Ao menino-moço excitará a imaginação, dando idéas concretas e animadas das civilizações idas. Lamento que o sr. Oliveira Lima não tenha publicado mais cedo sua "Historia": há sete ou oito annos. Ter-me-ia então livrado do Botelho. . . É verdade que, no meu caso, a argucia dos mestres - um delles, H. H. Muirhead - e leituras em inglez e francez, suppriam de certo modo a pobresa berrante do compendio. Alliás não acredita o sr. Oliveira Lima que "com um compendio, por melhor que seja, se consiga ficar sabendo a materia sem intervenção sabendo a materia sem intervenção do professor" (vide Prefacio).

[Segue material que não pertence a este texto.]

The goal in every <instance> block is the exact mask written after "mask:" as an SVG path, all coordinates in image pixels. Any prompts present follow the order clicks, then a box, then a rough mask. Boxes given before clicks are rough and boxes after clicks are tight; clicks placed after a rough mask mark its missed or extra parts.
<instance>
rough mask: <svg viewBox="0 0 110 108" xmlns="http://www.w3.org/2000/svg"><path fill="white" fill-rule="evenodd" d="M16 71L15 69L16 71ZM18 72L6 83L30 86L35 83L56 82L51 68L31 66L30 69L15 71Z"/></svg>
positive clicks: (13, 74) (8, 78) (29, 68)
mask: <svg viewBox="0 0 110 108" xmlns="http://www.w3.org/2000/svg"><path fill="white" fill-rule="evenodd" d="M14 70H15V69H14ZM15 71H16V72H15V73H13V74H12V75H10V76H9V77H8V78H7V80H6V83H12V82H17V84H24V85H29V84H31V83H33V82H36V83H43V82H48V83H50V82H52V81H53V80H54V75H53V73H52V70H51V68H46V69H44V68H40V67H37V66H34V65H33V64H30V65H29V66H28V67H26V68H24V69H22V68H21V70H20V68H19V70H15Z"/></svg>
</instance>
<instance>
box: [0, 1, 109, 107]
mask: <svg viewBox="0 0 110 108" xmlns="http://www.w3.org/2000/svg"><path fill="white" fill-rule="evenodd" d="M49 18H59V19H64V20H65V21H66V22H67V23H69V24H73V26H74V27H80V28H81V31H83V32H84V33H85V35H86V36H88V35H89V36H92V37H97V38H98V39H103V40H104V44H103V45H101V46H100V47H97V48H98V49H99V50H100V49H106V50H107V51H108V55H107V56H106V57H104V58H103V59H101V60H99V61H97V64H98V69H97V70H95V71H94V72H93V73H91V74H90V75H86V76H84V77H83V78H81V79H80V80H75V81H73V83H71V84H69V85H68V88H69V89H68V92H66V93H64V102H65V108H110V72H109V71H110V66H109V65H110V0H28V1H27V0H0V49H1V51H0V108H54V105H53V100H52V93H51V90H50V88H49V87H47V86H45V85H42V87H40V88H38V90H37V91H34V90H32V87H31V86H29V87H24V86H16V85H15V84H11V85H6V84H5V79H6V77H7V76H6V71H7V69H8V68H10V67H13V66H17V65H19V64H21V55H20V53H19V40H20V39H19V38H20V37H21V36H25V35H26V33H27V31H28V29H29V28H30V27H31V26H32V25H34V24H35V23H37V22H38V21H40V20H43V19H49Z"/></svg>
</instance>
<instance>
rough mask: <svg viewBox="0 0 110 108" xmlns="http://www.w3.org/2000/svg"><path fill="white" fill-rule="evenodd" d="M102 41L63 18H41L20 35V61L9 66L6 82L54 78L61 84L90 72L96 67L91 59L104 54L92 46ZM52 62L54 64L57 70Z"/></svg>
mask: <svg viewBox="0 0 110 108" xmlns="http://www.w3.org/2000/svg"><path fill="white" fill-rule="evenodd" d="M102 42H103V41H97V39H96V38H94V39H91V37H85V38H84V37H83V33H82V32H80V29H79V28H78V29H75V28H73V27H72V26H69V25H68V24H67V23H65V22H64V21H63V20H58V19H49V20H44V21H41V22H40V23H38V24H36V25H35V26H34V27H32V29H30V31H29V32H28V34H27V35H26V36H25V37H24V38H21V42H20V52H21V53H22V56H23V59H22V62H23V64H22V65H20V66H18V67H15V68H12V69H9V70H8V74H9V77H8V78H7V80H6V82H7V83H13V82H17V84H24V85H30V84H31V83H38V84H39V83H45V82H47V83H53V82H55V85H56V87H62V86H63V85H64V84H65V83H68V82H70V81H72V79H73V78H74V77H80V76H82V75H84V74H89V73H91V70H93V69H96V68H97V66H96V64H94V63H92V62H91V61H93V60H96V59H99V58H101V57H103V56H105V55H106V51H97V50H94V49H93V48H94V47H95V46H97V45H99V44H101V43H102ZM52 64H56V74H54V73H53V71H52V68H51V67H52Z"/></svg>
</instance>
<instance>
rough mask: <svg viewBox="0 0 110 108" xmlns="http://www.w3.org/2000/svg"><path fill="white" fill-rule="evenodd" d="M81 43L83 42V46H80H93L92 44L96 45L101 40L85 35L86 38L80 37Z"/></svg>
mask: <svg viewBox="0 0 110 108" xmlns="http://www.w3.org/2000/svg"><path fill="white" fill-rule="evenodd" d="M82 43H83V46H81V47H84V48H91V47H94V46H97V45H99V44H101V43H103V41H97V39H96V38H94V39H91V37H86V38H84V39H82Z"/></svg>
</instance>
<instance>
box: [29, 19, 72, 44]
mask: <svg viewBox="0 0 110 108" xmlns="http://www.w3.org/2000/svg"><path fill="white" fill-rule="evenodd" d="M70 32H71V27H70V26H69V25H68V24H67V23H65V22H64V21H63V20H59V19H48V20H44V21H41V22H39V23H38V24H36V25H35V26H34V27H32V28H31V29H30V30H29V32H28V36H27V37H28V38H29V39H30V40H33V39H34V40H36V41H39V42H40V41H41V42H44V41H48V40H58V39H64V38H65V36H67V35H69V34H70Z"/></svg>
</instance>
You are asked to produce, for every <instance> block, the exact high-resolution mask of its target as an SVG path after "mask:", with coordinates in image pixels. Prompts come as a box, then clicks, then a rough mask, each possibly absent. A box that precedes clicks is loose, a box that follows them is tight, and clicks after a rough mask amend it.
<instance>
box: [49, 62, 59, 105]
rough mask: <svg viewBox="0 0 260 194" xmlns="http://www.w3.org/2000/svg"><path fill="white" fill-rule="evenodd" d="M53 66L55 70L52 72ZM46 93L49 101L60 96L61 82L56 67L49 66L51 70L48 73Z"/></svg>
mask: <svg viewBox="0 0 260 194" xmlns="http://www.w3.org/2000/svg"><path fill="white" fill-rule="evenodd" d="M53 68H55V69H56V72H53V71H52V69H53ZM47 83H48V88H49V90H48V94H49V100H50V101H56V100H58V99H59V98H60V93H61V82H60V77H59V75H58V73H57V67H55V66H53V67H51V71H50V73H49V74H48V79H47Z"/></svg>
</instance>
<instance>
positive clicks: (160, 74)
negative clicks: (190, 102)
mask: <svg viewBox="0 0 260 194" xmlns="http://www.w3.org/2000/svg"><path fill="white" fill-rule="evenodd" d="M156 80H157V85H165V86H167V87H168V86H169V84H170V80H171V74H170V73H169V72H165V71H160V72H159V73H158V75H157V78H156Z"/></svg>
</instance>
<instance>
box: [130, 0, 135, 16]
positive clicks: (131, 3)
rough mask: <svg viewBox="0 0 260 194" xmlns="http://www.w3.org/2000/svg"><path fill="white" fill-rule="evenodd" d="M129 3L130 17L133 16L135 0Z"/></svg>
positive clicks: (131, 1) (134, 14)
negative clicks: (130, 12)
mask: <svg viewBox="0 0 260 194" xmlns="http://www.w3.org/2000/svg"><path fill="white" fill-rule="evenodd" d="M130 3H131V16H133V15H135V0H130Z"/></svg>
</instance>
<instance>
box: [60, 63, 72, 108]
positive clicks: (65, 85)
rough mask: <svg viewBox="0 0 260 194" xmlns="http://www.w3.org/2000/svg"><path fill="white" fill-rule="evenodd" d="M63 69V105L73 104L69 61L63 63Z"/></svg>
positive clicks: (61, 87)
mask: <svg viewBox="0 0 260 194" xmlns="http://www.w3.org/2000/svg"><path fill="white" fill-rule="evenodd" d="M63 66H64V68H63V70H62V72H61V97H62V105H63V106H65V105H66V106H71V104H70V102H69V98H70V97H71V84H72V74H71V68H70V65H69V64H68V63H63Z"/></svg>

De pleno accordo. No ensino da historia, como no de qualquer outra disciplina, a funcção de mestre e compendio combinados, é ensinar a estudar.

Eu quizera que o sr. Oliveira Lima ensinasse nossos professores a ensinar historia. Seria optimo serviço. Temo parecer impertinente na minha critica aos mestres indigenas de historia: porém creio que é justa. E a intenção é pura e o methodo gentil. Porque minha norma de critica é, arremedando conceito celebre: sobre a nudez forte da sinceridade e manto diaphano da gentileza. Si eu sei que nossos compendios de historia não prestam, que o grosso dos professores não prehenchem seu papel, por que não o hei de dizer? A meu ver deve-se muito a esse desageitado ensino da historia e vacuidade do moderno bacharel brasileiro. Aos nossos paes, o ensino dos classicos, latinos e portuguezes, feito vigorosamente á vara de marmello, suppria dalgum modo a deficiencia em historia. Hoje. . . nem classicos, nem historias. A tendencia do dia é profissionalismo a todo o pano: que levem a breca, ou o diabo, as humanidades. Donde se conclue que é o Brazil paiz muito pratico.

Há noutras observações que desejo fazer em torno do excellente livro do sr. Oliveira Lima. Possuo notas a lapis para um segundo artigo de mil palavras, que irá breve. Este já vae demasiado longo. Alguns dos topicos que versarei no artigo seguinte serão a quase nenhuma attenção dada pelo sr. Oliveira Lima ao factor economico; o excellente resumo da historia dos Estados Unidos, que deve ser cuidadosamente lido pela gente grande do Brasil; a falta dum index pormenorisado e conceitos mais de anthropologia do que de historia, dos quaes, fundado em boas authoridades, discordo, como, por exemplo: "a religião entre os persas, inciou-se, como as demais, pelo culto do fogo e dos astros. . . Dos dois primeiros topicos é que me occuparei mais longamente. Resta-me neste artigo felicitar o historiador magnifico pelo seu "debut" triumphal entre os auctores pedagogicos.



Fonte: FREYRE, Gilberto.[Sobre o livro "História da Civilização"]. Diario de Pernambuco. Recife, fev. 1922. Coluna: Da outra América.